Obecnie trwają czynności policyjne wyjaśniające nocny atak. Nasz zespół dyżurny jest w nie zaangażowany, co uniemożliwia utrzymanie dalszej gotowości do interwencji - tłumaczą. - Zaraz po incydencie zwróciliśmy się o rekomendacje do ekspertów do spraw bezpieczeństwa. Zdecydowanie zalecili nam, by do czasu wyjaśnienia sprawy zawiesić dalsze działania. Czekało na nas jeszcze około 40 godzin dyżuru do planowego terminu zakończenia akcji. Podjęliśmy decyzję o zamknięciu projektu już teraz. Bezpieczeństwo naszych ludzi jest dla nas priorytetem. Nie tak wyobrażaliśmy sobie ostatnie dyżury "Medyków na granicy". Żałujemy, że niesiona przez nas pomoc medyczna spotkała się z tak agresywna i brutalną reakcją.

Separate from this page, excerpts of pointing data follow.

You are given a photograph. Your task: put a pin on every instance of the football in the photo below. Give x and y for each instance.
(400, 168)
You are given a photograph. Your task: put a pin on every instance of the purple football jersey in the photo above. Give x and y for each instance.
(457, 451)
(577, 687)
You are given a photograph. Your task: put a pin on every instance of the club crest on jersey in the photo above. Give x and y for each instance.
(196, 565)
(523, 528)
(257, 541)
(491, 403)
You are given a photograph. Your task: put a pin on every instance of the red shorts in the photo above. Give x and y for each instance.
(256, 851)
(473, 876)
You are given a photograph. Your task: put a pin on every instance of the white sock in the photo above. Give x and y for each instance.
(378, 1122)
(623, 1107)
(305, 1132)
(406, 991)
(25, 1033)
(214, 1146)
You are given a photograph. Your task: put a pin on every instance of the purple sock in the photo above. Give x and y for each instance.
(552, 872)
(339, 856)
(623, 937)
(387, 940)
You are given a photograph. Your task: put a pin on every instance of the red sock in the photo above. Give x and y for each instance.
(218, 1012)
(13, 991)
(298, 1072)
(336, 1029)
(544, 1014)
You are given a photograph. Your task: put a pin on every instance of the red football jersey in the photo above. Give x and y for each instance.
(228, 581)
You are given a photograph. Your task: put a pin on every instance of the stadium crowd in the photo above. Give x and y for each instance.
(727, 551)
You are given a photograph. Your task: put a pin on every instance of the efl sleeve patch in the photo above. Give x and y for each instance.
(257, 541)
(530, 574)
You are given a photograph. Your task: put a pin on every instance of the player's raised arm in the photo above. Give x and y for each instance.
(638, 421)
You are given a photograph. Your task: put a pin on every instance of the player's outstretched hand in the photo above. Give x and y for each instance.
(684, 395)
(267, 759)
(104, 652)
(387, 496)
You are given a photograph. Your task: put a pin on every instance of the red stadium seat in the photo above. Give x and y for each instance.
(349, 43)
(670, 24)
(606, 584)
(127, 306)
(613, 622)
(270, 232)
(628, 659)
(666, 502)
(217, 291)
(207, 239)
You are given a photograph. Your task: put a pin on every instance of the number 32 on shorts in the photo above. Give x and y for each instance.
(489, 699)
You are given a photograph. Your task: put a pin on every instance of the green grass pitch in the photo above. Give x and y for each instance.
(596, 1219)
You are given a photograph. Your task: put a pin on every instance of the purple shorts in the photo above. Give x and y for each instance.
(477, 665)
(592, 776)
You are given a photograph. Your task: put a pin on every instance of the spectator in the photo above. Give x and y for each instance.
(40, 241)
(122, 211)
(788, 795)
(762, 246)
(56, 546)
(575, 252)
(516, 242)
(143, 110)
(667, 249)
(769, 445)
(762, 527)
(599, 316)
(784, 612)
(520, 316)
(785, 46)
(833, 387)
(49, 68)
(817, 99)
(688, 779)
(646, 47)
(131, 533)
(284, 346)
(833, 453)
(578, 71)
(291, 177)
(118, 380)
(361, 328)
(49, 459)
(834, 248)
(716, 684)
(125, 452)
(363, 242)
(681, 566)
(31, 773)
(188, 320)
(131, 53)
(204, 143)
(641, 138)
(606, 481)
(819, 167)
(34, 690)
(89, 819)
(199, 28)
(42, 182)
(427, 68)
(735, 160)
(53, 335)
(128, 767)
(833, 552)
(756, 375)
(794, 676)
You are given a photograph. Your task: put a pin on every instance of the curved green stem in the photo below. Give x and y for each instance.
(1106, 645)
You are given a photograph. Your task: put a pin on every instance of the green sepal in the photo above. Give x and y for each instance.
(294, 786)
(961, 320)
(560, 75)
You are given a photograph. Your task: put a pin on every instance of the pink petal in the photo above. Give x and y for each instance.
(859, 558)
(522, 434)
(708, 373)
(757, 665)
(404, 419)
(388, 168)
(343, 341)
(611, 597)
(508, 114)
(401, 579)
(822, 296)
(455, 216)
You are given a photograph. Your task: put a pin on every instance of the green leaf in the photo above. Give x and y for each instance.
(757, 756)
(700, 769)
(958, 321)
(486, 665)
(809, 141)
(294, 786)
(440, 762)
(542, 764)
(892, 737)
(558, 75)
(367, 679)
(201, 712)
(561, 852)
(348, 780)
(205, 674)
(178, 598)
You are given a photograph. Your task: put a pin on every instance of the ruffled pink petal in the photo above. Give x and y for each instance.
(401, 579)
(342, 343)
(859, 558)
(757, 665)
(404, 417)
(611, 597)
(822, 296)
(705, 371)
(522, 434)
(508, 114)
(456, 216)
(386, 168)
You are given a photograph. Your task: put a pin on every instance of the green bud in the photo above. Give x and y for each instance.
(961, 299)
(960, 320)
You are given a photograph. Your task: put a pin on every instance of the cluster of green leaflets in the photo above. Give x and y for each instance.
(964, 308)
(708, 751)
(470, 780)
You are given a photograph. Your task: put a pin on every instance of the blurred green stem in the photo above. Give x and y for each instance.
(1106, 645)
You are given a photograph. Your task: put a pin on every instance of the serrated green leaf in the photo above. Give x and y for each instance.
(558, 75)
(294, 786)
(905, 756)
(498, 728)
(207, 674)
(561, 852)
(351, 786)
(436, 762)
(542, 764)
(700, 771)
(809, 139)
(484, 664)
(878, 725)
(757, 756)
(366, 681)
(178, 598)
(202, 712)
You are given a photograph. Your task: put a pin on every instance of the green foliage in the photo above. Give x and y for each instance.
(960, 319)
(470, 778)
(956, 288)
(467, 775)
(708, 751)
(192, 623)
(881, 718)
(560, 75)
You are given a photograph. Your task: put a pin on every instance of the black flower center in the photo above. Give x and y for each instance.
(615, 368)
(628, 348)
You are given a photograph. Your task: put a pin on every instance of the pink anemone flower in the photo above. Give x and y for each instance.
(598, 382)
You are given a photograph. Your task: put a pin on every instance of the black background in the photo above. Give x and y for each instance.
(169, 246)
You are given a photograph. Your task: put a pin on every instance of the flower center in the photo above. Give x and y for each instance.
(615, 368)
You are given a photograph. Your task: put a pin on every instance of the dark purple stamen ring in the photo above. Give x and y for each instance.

Wolontariusze podają, że do tej pory odbyli 39 dyżurów. Zapewniają, że działali w zgodzie z etyką zawodową, prawem i zasadami bezpieczeństwa. Teraz kończą jednak projekt, ale - jak utrzymują - w poczuciu dobrze wypełnionego zadania. Jednocześnie informują, że Fundacja Polskie Centrum Pomocy Międzynarodowej, zgodnie z wcześniejszymi ustaleniami, rozpoczyna swój pierwszy dyżur 16 listopada.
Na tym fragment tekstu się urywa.